In the fall, P.S. 62 applied for and received a $2,000 Grow to Learn mini grant to purchase tools, shade plants, and indoor grow light kits; provide training for teachers and parents; and host a June harvest event. In the winter, teachers and committee members attended professional development workshops with GreenThumb, New York Botanical Garden, and GrowNYC. In the spring, teachers, students, parents, and community volunteers joined together to build eight raised beds and fill them with soil.
Now 170 New York City elementary students are digging, learning, eating, and experiencing all the joys and benefits of school gardens. P.S. 62 harvested lettuce, radishes, swiss chard, and basil from the garden and served them in the cafeteria as part of its first annual Garden to Café harvest festival.
Yanet Rojas, The Peoples’ Garden
Ever since Yanet can remember, she has always loved plants. When she was just 6 years old growing up in Lima, Peru, that love led her to create a garden where nobody thought a garden belonged, “a place where we didn’t have water, we didn’t have soil – it was a really a kind of desert. And we had a beautiful garden – the most unique garden in our neighborhood.” From that starting point, Yanet planted any seed she could get her hands on, imagining what could come from such little packages. “Gardening for me is a kind of philosophy, because you are not just growing plants, you are growing yourself – your humanity and your soul.”

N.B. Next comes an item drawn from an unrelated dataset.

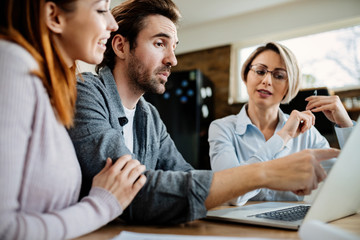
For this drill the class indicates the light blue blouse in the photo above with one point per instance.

Thankfully, Yanet has brought that love with her to her new home in Cypress Hills. “Inside, I think I am a person who preserves life.” Noticing that her new neighborhood did not have enough parks or gardens, Yanet started to talk with her neighbors and when the opportunity came to start a garden, she jumped on board. The process was long, “in the beginning, I was gardening in my mind,” and the work was difficult, “it was amazing, the people from GrowNYC, they appeared like a troop and they start working. In one day we had everything done…if we had to do[clean the site] without GrowNYC, we would still be working today (over a year). Many people, many hands, one goal – makes small work.” Yanet and her community did not relent, and they now have a space they are proud of. Yanet brings her three daughters to the garden and sees the effect it has on their outlook and character, “that is something that is making hope grow inside of me.